Headed by Netherlands-based company, DivorceHotel, the newest trend in separations is to offer a “destination divorce” where couples can vacation and end their marriage simultaneously. While the idea may seem appealing at first glance, several factors should be carefully considered before you decide to pack your bags.
Getting a divorce in a place other than where you live is nothing new. For years, people have been traveling outside of their home state to take advantage of “quickie divorce” policies in other locations. In the past, some couples headed to Nevada, while others went a bit further traveling to countries such as Mexico and the Dominican Republic to take advantage of the fast and inexpensive divorce options offered. Quick and painless, for many the process seemed like a no-brainer.
However, today the problem arises when the happily divorced couple returns home looking to have their new found freedom be recognized by their home state, or U.S. courts in general.
Normally, states are required to recognize divorces from other states pursuant to the Full Faith and Credit Clause of the Constitution. Under this clause, as long as the divorce decree was obtained in accordance with the laws and public policies of the issuing state, the others will give it full effect. That being said, while you may be able to zip up to the divorce hotel in New York for the weekend, you may run into problems in the future should you return to Ohio.

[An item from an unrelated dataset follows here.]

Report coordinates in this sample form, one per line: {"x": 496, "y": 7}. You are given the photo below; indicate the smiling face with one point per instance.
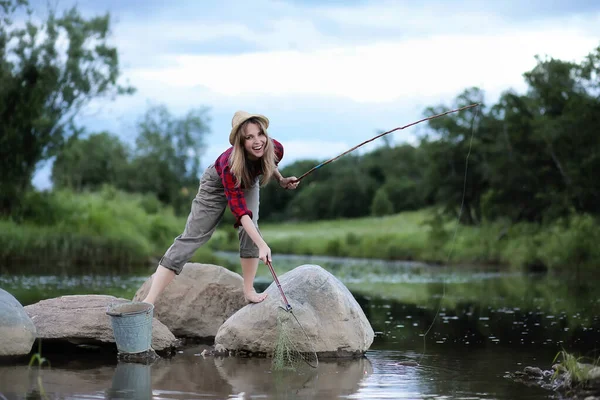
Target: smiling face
{"x": 254, "y": 141}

While Ohio courts will recognize your divorce from another state, if you need to alter anything in the future, the court may not be able to help you. According to Ohio law, even though it can enforce the original order of another state, the law of the state that issued the divorce will most likely control whether or not modifications can be made down the line. (See Peterson v. Peterson, 721 N.E.2d 515). Therefore, divorcing in your home state might save you time and money, not to mention a trip back to your “vacation spot” in the future should something change.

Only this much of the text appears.